Comparable luxury brands, like Louis Vuitton see their brick-and-mortar locations as exhibition spaces to develop the brand image just as much as sell products. “The SoHo concept store is defined by a distinctly modular approach to retail; it’s a fluid space that’s not as fixed as many of our other storefronts,” said Vitale. “When thinking of how to approach the design of the interior, it was crucial for us to create a flexible look and feel — something more akin to an art gallery or an exhibition center.”
The store has a number of experiential elements that were designed together with multidisciplinary studio DE-YAN, which has previously worked with Dior and Mac Cosmetics. These include an NFT booth created in partnership with digital artist Shxpir, a custom sneaker program, and a limited-edition capsule collection of T-shirts and sweatshirts featuring the artist’s graphic prints.
Shxpir began making digital art at university 15 years ago. Early on, his work was met with disdain from older artists and gallerists, and criticized for not being “real art” because “it can’t be hung on the wall,” according to the collaboration’s press release. Speaking of his signature style, he said, “Fake Art is for normal people to enjoy. Life is short. Loosen up, [and] have fun!”

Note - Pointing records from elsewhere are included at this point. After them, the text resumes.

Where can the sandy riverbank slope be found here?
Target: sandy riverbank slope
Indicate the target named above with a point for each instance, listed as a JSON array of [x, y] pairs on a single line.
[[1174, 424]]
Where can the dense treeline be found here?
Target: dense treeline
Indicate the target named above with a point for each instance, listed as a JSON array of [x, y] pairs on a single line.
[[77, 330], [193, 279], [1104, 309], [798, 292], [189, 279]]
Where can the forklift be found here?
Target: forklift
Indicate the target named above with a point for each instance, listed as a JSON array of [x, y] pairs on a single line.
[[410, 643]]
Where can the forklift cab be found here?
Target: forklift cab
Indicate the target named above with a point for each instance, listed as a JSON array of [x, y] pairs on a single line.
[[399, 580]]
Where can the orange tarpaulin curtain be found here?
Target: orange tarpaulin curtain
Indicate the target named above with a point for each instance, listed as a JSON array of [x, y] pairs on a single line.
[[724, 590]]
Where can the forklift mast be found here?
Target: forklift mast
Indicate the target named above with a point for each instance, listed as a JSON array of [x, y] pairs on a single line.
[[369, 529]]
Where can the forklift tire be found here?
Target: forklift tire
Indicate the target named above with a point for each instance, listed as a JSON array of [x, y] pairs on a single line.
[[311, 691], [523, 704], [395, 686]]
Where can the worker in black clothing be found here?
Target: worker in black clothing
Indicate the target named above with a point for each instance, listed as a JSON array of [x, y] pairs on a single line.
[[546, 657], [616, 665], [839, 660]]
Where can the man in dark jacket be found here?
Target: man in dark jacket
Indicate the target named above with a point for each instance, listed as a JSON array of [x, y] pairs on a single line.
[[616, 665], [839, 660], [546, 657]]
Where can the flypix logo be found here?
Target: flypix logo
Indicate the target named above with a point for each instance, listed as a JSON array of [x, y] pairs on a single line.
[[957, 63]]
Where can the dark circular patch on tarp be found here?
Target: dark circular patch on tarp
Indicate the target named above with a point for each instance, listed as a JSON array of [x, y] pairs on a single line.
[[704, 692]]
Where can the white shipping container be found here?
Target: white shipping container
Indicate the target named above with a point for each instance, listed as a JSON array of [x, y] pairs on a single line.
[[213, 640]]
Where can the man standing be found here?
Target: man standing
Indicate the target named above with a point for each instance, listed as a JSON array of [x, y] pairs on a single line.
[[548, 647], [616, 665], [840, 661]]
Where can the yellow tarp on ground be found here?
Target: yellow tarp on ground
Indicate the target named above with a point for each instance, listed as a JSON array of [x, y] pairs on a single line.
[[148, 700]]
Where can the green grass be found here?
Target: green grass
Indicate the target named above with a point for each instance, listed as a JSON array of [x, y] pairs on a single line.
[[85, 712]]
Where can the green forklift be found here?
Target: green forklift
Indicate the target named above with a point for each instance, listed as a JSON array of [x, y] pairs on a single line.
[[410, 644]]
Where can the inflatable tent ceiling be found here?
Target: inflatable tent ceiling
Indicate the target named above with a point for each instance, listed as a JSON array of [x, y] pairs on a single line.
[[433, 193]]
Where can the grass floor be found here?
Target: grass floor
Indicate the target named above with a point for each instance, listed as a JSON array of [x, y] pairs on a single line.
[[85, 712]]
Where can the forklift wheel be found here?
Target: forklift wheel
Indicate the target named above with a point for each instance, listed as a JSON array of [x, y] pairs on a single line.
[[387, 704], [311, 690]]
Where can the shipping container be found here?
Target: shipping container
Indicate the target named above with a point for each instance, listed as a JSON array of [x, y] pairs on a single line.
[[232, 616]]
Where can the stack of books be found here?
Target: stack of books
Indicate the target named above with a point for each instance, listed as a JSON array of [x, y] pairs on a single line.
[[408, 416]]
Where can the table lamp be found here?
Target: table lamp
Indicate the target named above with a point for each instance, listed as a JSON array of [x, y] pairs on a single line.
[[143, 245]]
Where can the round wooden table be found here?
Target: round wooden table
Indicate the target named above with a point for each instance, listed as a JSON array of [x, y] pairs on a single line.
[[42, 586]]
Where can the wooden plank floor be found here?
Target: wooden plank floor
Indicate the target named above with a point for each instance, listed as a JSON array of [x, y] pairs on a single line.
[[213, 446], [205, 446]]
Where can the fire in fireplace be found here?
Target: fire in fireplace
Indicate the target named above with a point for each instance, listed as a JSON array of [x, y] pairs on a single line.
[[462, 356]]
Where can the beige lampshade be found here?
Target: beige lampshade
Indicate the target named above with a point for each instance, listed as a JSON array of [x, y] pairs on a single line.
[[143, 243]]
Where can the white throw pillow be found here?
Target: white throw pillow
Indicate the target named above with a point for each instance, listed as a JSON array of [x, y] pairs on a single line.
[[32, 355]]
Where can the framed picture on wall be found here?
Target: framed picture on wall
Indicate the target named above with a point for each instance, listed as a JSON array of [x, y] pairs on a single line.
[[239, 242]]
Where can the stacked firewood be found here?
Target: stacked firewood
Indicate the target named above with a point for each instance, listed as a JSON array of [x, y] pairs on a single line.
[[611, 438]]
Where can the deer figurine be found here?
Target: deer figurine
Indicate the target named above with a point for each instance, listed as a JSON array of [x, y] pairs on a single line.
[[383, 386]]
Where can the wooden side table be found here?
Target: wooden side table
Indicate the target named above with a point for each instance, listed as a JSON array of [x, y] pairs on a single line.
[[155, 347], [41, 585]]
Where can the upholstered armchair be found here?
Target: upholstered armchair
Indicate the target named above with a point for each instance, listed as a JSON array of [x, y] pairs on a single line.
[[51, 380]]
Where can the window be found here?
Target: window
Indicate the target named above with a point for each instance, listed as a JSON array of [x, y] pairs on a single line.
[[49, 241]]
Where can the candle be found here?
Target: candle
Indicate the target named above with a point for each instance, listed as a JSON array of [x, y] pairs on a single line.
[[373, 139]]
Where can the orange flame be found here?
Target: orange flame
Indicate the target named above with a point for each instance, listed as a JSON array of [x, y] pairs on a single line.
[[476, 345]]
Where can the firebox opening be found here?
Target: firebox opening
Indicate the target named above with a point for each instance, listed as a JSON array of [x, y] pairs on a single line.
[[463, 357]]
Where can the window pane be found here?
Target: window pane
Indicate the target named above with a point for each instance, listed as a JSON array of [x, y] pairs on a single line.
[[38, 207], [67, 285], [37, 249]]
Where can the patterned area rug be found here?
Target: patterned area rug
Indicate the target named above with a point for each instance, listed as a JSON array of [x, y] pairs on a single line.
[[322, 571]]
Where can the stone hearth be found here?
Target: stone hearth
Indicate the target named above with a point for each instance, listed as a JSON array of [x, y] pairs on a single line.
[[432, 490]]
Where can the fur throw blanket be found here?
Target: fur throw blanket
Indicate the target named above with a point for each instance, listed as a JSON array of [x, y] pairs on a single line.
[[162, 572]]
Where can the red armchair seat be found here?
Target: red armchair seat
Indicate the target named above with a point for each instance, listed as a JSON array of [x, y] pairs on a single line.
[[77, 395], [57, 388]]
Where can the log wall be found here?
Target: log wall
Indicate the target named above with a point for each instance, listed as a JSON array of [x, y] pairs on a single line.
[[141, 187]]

The NFT booth is a unique retail feature that hasn’t been implemented before by other luxury brands. Customers enter the booth through a mirrored installation. They can then can choose from a selection of backdrops designed by Shxpir while being captured on a high-spec Blackmagic camera. The created artwork, limited to 256 individual NFTs with possible further expansion, can then be minted on the Ethereum blockchain via Opensea, with all minting fees covered in advance by Salvatore Ferragamo. All of the proceeds from the physical collaborative capsule collection will be donated directly to The Center, which is one of the oldest and leading LGBTQ+ organizations in New York City.
Talking about the NFT booth, Vitale was clear to note that the web3 space can be intimidating. “This is the first time a project like this, on the scale we’re doing it, will bring together a brand, an artist and their audiences to create completely personalizable digital artworks in a physical retail space,” she said. “This project has been conceptualized in a way that demystifies the system, and we’re there with you every step of the way. Even if you’re not experienced in NFTs or you don’t have a wallet, we’ll guide you through the steps required — and, crucially, we’ll cover all the costs associated with minting.”
The store also features a hologram sneaker creation station, where customers can customized their sneakers’ colorways and see the hologram sneakers in real-time before they’re saved and sent off to be manufactured. Holograms, which have been tested in changing rooms as a means to try-on clothes and have been used to replace a person by Ralph Lauren, haven’t had much success in the fashion industry. However, Salvatore Ferragamo wants to change that. “The customization aspect of the program is integral to how we see our audience engaging with the space,” said Vitale.” Here, the hologram creation unit allows visitors to completely personalize their pair of sneakers, offering an experience they can’t get anywhere else.”
Although sneakers may not be a typical product sold in Salvatore Ferragamo’s range, compared to Adidas or Nike, the hologram store integration shows that the brand wants to push further into sneaker culture. And, its web3-friendly format is meant to bring in the same community interested in sneakers and NFT’s driven by brands like Puma, Nike x RTFKT and Adidas — all three have launched NFTs in the last year.